Prep Time 25 minutes
Cook Time 40 minutes
Total Time 1 hour 10 minutes
Course lunch/dinner
Cuisine American
Servings 18 people
Calories 7381.2 kcal

Equipment

  • 1 Saucepan Medium-sized, for sautéing and making garlic butter
  • 1 Large Mixing Bowl For preparing the meatball mixture
  • 1 Mini Muffin Tin 24-cup, for baking individual meatballs
  • 1 Rimmed Baking Sheet Large enough to hold 18 dinner rolls
  • 1 Small Paring Knife For carefully cutting holes in the dinner rolls

Ingredients
  

Main

  • 2 tablespoons olive oil divided
  • 1 yellow onion diced
  • 5 cloves garlic minced, divided
  • 1 pound ground beef
  • 2 tablespoons chopped Italian parsley plus more for garnish
  • 1 large egg
  • ¼ cup plain bread crumbs
  • 1 cup shredded fontina cheese divided
  • 2 teaspoons kosher salt
  • freshly ground black pepper to taste
  • 1 pinch cayenne pepper or to taste
  • 3 tablespoons unsalted butter
  • 18 dinner rolls
  • 2 cups spicy tomato sauce
  • 2 tablespoons freshly grated Parmigiano-Reggiano cheese

Instructions
 

  • Preheat the oven to 400 degrees F (200 degrees C).
  • Heat 1 tablespoon olive oil in a saucepan over medium heat.

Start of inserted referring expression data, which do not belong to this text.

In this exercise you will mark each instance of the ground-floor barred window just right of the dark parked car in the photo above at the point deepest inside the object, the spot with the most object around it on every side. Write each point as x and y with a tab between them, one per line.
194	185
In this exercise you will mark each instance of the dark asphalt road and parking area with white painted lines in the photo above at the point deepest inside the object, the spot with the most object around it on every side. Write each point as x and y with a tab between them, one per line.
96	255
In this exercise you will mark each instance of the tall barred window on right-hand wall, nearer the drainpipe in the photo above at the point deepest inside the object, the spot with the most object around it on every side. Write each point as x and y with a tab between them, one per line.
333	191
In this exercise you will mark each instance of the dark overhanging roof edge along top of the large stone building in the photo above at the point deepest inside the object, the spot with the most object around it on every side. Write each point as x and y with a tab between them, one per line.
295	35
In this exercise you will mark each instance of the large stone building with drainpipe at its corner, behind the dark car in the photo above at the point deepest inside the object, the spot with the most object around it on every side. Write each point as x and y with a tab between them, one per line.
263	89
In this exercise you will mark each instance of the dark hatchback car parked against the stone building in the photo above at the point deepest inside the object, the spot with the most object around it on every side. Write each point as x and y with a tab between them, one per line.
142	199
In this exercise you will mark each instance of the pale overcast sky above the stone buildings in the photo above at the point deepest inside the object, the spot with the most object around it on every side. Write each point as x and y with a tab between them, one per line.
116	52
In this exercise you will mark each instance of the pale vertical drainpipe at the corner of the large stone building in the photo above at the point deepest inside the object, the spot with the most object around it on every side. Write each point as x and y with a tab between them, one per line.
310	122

Add onion and 2 cloves garlic; cook and stir until onion is soft, about 5 minutes.
  • Place beef in a large bowl. Add onion-garlic mixture, parsley, egg, bread crumbs, and 1 large handful of fontina cheese, reserving the rest for topping. Season with salt, pepper, and cayenne. Mix by hand until just combined. Scoop meat mixture into 24 mini muffin cups; meatballs need not be perfectly round.
  • Bake in the preheated oven until no longer pink in the centers, about 12 minutes. Leave oven on. Let meatballs cool briefly while you make the garlic butter.
  • Melt butter in a saucepan over medium heat. Add remaining minced garlic once butter starts to bubble; stir, then immediately remove from heat. Stir well and set aside.
  • Line a rimmed baking sheet with foil; coat foil with remaining olive oil. Transfer rolls, still attached, to the baking sheet. Cut a hole in the top of each roll, about 2/3 of the way down. Brush garlic butter over the insides and outsides of the rolls.
  • Bake until golden brown, about 8 minutes. Pour about 1 tablespoon tomato sauce into each hole. Stuff meatballs into the holes. Top each roll with a spoonful of tomato sauce and remaining fontina cheese. Sprinkle Parmesan cheese on top.
  • Continue baking until cheese is melted, 12 to 15 minutes. Garnish with more parsley. Let rolls sit for 5 to 10 minutes to firm up; transfer to a serving platter. Chef John

Notes

For optimal meatball texture, mix the ground beef mixture until *just* combined; overmixing leads to tough meatballs. A small portion scoop ensures uniform size and even cooking. When preparing the garlic butter, infuse the minced garlic gently in the melted butter, removing from heat immediately to prevent burning, which can turn the flavor bitter. The unique method of stuffing through the top of the rolls requires a sharp paring knife to create a clean, adequately deep cavity without piercing the bottom. Generously brush the garlic butter both inside the cavity and over the exterior of the rolls for maximum flavor saturation. Finally, allowing the finished sliders to rest for 5-10 minutes is crucial for them to firm up, preventing them from falling apart when served.